Dusty Old Creeds and Why We Should Care About Them

Confession of Faith Dusty Old Why Should I Care

From Kenny: This is a guest post written by my good friend, Tim Price. For the next few months, Tim will be guest-posting on my blog about historical theology, particularly in the tradition of Westminster, and why on Earth anybody in our generation should care. The posts will be practical and engaging, not churchy and boring. I hope you all enjoy!

When we find ourselves stumped by different elements of the Bible and our faith, who do we as Christians ask for advice from? Our friends, maybe our parents, usually leave us feeling inadequately informed. Pastors? They’re well equipped to help us, but unfortunately hardly that readily available to us. Our friends, parents, and pastors are great, but they can’t always help.

You ever think about reading an historical confession?

When I think of a confession of faith, my first reaction is, “Whatever dude. Sure it’s important to some people (like ancient crusty men in robes) but I don’t really care.” Like, can’t I just listen to a Tim Keller Podcast?

And when I think about writing about a confession of faith in order to convince modern thinkers that it is still important to us today, I cringe. I cringe because I want you to like me, to be enthralled with what I have to say immediately. And let’s be honest, for the average Facebook article reader, words like “Church Creed” and “Confession” are more than a turn off.

This might have a lot to do with today’s way of thinking skeptically about anything said from a place of authority. Many of us tend not to trust authority. I certainly hate authority, at least subconsciously I do. I feel that we have cultivated and grown into this idea that we are not “free” until we are completely void of authority.

Growing up I was more than rebellious. My two favorite movies being The Gladiator and The Patriot, I somehow came to think it was my purpose in life to overthrow a tyrant or at least fight in an epic battle to the death at some point in my life. However this attitude came about, I know I’m not the only one.

Maybe you don’t think as dramatically as I do, but the point still stands that we disagree with authoritative figures for the sake of it. It is attractive to us. And the attitude has affected our entire worldview.

Of course this plays into reading ancient theological texts written by crusty old men, (who we assume were only writing it to maintain control over a population). It’s not easy, but changing the way I think about authority has changed my view about many things, confessions of faith being one of the few.
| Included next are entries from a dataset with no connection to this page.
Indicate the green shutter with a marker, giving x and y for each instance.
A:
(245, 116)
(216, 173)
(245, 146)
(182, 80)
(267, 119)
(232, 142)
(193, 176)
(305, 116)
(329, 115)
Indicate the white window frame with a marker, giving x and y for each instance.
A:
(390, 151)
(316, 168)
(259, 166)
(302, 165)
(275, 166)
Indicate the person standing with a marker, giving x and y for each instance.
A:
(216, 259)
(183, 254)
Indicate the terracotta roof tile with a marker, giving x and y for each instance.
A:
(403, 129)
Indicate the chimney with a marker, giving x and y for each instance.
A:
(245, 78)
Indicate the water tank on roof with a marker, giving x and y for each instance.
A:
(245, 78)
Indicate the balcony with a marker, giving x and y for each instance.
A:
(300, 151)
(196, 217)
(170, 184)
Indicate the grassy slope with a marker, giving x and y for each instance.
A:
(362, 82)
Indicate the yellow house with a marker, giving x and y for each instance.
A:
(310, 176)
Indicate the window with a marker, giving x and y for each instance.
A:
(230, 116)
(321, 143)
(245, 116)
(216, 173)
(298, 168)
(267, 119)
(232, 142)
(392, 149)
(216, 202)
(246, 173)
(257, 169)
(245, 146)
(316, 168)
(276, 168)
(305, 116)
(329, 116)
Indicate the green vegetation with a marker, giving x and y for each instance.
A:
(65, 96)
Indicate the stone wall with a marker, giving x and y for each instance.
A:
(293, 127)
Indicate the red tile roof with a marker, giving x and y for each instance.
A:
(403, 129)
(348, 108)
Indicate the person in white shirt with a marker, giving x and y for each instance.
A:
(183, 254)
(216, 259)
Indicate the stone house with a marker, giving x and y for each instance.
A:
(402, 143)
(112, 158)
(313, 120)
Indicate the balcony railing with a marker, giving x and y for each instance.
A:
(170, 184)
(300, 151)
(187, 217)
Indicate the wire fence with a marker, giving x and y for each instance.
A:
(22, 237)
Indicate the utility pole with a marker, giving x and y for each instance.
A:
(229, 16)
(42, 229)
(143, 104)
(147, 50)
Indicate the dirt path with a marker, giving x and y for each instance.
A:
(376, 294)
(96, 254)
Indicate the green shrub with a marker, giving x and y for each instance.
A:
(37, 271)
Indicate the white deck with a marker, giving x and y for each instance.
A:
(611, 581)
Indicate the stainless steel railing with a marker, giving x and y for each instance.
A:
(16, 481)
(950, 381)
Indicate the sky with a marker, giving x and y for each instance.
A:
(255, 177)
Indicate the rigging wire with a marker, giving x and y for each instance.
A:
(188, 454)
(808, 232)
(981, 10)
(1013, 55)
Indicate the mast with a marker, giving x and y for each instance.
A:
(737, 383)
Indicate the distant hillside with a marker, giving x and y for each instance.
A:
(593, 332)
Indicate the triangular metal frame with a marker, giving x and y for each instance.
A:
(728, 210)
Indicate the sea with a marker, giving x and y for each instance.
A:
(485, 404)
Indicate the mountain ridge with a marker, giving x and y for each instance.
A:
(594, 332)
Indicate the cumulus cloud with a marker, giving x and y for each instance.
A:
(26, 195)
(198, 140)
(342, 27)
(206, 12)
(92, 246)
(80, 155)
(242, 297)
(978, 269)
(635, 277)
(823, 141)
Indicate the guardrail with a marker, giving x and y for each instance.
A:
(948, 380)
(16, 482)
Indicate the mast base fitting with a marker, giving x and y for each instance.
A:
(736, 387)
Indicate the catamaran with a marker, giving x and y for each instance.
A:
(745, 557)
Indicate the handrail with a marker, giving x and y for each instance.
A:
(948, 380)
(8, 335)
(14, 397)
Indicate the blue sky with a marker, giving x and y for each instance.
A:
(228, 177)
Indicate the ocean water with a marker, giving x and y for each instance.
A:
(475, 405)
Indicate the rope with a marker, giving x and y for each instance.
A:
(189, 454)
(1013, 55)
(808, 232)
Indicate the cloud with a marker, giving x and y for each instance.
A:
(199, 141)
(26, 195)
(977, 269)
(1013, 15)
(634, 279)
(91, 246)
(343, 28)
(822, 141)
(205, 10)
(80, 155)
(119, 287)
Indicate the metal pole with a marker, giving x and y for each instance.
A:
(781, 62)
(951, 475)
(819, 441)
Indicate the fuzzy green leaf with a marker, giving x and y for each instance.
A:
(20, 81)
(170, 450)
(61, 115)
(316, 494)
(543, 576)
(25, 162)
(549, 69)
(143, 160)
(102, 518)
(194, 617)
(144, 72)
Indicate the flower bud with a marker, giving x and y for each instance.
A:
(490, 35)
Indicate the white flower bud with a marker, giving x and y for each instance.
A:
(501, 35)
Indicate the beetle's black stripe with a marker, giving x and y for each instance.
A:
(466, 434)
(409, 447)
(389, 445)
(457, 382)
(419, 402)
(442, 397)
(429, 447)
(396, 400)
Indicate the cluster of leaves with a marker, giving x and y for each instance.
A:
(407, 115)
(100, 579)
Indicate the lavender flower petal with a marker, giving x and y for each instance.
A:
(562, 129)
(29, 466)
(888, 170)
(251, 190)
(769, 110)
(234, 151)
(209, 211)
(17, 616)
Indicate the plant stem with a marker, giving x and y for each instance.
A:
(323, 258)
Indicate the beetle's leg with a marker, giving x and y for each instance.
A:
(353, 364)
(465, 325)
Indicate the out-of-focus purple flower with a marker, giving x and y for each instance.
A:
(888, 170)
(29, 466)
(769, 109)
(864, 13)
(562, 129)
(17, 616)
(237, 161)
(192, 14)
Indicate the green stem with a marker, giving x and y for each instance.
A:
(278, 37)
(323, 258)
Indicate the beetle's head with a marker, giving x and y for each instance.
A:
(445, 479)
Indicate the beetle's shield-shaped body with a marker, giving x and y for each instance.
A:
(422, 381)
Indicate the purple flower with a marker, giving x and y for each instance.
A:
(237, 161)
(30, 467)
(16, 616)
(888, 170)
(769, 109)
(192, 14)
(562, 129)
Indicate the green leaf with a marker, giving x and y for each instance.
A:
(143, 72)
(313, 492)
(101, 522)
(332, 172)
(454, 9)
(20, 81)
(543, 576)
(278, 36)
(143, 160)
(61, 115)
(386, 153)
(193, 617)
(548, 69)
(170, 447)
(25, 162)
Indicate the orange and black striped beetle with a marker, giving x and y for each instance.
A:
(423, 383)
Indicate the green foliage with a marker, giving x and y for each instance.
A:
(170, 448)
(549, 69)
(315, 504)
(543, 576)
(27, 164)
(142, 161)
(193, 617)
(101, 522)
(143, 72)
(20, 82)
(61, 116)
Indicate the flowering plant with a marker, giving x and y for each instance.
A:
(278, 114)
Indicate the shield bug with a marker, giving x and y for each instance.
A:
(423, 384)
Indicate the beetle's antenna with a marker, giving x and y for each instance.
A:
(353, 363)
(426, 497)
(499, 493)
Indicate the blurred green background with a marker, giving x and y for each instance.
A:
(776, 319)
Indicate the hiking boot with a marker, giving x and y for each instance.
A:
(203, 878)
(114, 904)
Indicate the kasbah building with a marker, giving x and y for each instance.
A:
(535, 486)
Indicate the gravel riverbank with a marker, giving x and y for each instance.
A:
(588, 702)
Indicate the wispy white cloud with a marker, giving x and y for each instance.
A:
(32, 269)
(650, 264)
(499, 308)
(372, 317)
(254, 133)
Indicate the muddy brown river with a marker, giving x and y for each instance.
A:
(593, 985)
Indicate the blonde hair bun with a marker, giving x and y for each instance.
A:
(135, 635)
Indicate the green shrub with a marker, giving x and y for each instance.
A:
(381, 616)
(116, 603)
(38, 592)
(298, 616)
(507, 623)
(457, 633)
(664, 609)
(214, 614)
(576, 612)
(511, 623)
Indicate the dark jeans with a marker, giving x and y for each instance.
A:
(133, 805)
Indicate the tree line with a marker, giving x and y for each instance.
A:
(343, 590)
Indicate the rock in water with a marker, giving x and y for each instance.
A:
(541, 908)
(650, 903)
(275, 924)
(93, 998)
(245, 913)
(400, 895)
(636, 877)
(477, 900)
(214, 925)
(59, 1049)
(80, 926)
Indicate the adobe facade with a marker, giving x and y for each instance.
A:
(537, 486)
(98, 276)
For now, I’m just sayin’ that compared to where we get our usual info, it might be worth looking into a document that was prepared by 120 pastor-theologians who spent their entire lives immersed in the Bible so that they might give the Church a solid theological rock to stand on.

What do you think? Click here to tell us.

3 Responses to Dusty Old Creeds and Why We Should Care About Them

  1. Jason Piland August 27, 2013 at 8:19 am #

    I’m reading Carl Truman’s “The Creedal Imerative” right now, a defense of Confessionalism. He makes a great point that every Christian and church has a creed or confession. They all have a way that they interpret and understand the Bible. The problem is that those confessions are not written down–they cannot be critiqued! Reformed confessions are written, public, and available for critique; and boy are they critiqued! As a result of those critiques, we have been able to refine and better our theology. But a church that says “no creed but the Bible” misses out a lot from not having a creed–they miss the opportunity to be challenged, to give a defense, and to find where they are weak. If all Christians could be honest and straightforward about what they confess, I believe that every denomination would learn and grow from the process.